En bref, le message subliminal de la news est : "jouez à OXO, ça prends moins la tête" :D

J-
J-B

<<
Par exemple, ils démontrent que le nombre de façons différentes d'étendre une coloration partielle est donné par un polynôme. Si la valeur de ce polynôme est zéro pour un Sudoku donné, alors le puzzle n'a aucune solution ; si la valeur est 1, le puzzle n’a qu’une solution ; et ainsi de suite.

Ce passage n'a pas de sens. En fait les auteurs montrent (sauf erreur, j'ai lu rapidement) la chose suivante :

On considère un problème plus général. On ne se limite plus à 9 symboles (les chiffres de 1 à 9). Je note S le nombre de symboles autorisés. Les règles sont : un même symbole ne doit pas apparaître deux fois (ou plus) sur la même ligne, sur la même colonne ou dans le même carré. Le cas usuel est le cas S=9.

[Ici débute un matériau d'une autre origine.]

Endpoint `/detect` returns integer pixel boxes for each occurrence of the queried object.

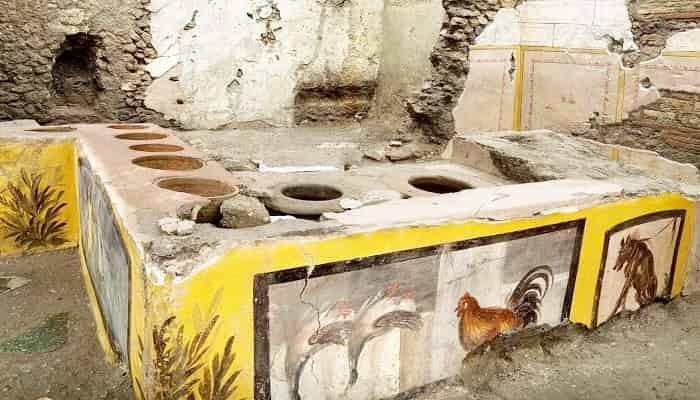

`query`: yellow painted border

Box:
[165,194,695,398]
[513,46,525,131]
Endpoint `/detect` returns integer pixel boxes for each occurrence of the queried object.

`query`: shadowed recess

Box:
[26,126,76,132]
[131,155,204,171]
[157,178,238,197]
[408,176,474,194]
[129,143,184,153]
[114,132,168,140]
[107,124,148,131]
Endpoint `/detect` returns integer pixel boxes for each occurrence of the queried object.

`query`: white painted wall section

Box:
[146,0,384,129]
[476,0,637,50]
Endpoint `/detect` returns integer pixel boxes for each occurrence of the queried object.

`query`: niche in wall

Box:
[51,33,102,106]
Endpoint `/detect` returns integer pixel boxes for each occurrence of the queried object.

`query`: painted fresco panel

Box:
[0,143,78,256]
[256,221,583,400]
[80,159,130,361]
[593,211,685,326]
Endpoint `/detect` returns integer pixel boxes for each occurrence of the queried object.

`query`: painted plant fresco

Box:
[256,221,583,400]
[0,143,77,255]
[79,160,130,361]
[593,211,685,326]
[136,290,241,400]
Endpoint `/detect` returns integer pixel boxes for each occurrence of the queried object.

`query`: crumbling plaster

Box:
[146,0,384,128]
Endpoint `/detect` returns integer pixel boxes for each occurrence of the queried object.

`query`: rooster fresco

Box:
[455,265,554,352]
[613,235,657,314]
[285,283,422,400]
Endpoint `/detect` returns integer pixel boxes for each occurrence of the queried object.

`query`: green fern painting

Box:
[0,169,68,250]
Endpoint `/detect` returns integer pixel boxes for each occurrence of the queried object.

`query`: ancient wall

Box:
[0,138,78,256]
[146,0,384,128]
[624,0,700,66]
[0,0,160,123]
[583,90,700,167]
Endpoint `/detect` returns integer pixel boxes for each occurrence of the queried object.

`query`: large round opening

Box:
[131,155,204,171]
[408,176,474,194]
[27,126,76,132]
[107,124,148,131]
[129,143,184,153]
[114,132,168,140]
[157,178,238,197]
[282,184,343,201]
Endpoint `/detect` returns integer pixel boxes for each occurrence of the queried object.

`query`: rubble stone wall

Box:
[0,0,165,123]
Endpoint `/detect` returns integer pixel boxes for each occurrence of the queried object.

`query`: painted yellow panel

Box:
[0,142,78,256]
[131,194,695,400]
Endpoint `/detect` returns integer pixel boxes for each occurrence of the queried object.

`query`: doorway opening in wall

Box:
[51,33,101,106]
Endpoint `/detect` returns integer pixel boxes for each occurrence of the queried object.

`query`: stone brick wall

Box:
[624,0,700,66]
[0,0,165,123]
[583,90,700,167]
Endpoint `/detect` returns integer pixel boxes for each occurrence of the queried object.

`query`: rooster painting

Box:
[285,301,353,400]
[613,235,657,314]
[455,265,554,352]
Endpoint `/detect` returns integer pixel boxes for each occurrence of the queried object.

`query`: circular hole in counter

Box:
[107,124,148,131]
[156,177,238,197]
[282,184,343,201]
[131,155,204,171]
[129,143,185,153]
[114,132,168,140]
[26,126,77,133]
[408,176,474,194]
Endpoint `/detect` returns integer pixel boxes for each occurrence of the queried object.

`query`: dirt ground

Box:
[0,250,700,400]
[0,250,132,400]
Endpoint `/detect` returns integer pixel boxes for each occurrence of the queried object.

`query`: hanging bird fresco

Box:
[613,235,658,314]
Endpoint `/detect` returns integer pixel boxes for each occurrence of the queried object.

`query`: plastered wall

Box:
[454,0,700,136]
[146,0,384,128]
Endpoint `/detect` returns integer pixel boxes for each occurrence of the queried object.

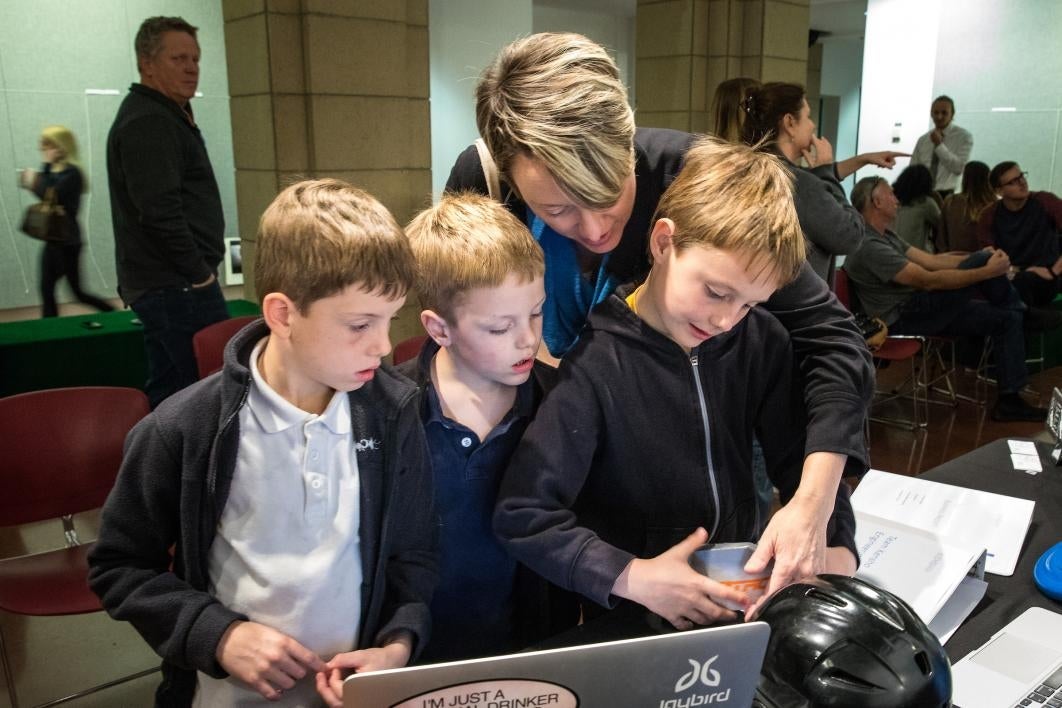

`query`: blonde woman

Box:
[446,33,873,615]
[19,125,114,317]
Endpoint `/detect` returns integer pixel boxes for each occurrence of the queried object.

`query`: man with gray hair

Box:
[844,176,1047,420]
[107,17,228,408]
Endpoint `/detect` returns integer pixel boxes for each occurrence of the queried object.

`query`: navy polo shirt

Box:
[418,356,534,662]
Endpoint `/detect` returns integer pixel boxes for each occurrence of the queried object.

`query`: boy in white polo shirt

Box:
[90,179,435,706]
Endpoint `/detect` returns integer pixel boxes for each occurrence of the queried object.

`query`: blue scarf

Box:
[528,209,619,357]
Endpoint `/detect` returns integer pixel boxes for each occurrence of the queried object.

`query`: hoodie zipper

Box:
[689,353,720,540]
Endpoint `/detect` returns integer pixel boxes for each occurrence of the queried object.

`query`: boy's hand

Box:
[744,497,833,616]
[316,633,413,708]
[612,529,749,629]
[216,622,326,701]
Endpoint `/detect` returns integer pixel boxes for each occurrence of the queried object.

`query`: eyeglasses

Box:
[999,172,1029,187]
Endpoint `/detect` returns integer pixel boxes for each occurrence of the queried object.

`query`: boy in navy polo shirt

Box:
[89,179,435,708]
[399,194,550,661]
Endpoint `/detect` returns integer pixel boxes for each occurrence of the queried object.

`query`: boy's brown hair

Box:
[653,137,806,288]
[406,193,546,323]
[255,179,416,312]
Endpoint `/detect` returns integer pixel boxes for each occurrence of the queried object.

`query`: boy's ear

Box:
[262,293,296,339]
[649,219,674,262]
[421,310,450,347]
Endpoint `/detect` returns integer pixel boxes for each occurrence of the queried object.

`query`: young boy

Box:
[494,139,856,628]
[399,194,564,661]
[89,179,435,706]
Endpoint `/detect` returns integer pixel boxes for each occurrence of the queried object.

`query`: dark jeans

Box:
[130,281,228,408]
[889,251,1027,394]
[40,243,115,317]
[1013,271,1059,308]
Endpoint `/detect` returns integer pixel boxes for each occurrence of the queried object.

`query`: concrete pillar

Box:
[223,0,431,312]
[635,0,810,133]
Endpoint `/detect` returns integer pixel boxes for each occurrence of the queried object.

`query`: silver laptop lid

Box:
[343,622,770,708]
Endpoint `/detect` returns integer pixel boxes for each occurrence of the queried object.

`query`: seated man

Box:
[977,161,1062,314]
[844,177,1047,420]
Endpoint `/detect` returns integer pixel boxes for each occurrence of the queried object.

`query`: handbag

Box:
[855,312,889,351]
[22,187,66,242]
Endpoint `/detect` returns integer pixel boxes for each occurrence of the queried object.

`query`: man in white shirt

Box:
[911,96,974,198]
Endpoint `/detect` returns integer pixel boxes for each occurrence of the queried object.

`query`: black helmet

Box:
[754,575,952,708]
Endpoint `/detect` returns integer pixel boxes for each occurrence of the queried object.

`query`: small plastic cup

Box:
[689,543,774,612]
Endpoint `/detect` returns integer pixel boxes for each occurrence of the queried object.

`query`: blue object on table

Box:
[1032,542,1062,602]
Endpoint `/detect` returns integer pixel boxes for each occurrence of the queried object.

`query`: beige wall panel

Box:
[240,240,260,304]
[737,56,773,82]
[305,15,409,96]
[304,0,407,22]
[691,0,708,56]
[763,56,807,84]
[236,170,280,244]
[228,93,276,170]
[740,0,764,56]
[764,0,811,61]
[635,55,690,110]
[266,13,306,93]
[266,0,303,15]
[406,27,431,99]
[319,170,431,226]
[406,0,428,27]
[221,0,266,22]
[635,0,693,58]
[689,56,716,111]
[634,110,690,131]
[225,15,269,96]
[707,0,740,56]
[273,96,310,172]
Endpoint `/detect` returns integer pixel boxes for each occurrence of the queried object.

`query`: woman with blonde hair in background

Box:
[19,125,115,317]
[938,160,996,253]
[712,76,759,142]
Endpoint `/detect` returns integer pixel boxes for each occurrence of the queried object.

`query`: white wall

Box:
[0,0,239,309]
[428,0,532,200]
[855,0,944,182]
[819,37,863,191]
[859,0,1062,193]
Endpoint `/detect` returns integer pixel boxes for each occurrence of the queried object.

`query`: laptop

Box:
[952,607,1062,708]
[343,622,770,708]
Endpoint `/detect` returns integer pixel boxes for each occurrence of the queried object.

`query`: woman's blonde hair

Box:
[406,193,546,324]
[476,33,634,209]
[653,137,806,288]
[40,125,88,192]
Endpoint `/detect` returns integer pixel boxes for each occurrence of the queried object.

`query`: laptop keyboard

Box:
[1017,668,1062,708]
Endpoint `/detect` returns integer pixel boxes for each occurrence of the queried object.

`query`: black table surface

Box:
[922,438,1062,661]
[533,438,1062,662]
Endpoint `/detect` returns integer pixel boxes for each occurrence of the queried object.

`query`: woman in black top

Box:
[20,125,114,317]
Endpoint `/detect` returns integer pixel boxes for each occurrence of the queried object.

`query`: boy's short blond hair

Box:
[476,33,634,209]
[406,193,546,323]
[255,179,416,312]
[653,137,806,288]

On se donne une grille partiellement remplie. On note U le nombre de symboles différents apparaissant dans la grille (attention, il ne s'agit pas du nombre d'entrées). On a U inférieur ou égal à S.

Alors le nombre de solutions est P(S) où P est un polynome ne dépendant que de la grille partiellement remplie. Pour le cas usuel, on ne s'intéresse qu'à P(9) qui n'est guère qu'un entier !

Pour les personnes intéressées, on trouve facilement l'article sur internet en tapant dans google le nom des auteurs.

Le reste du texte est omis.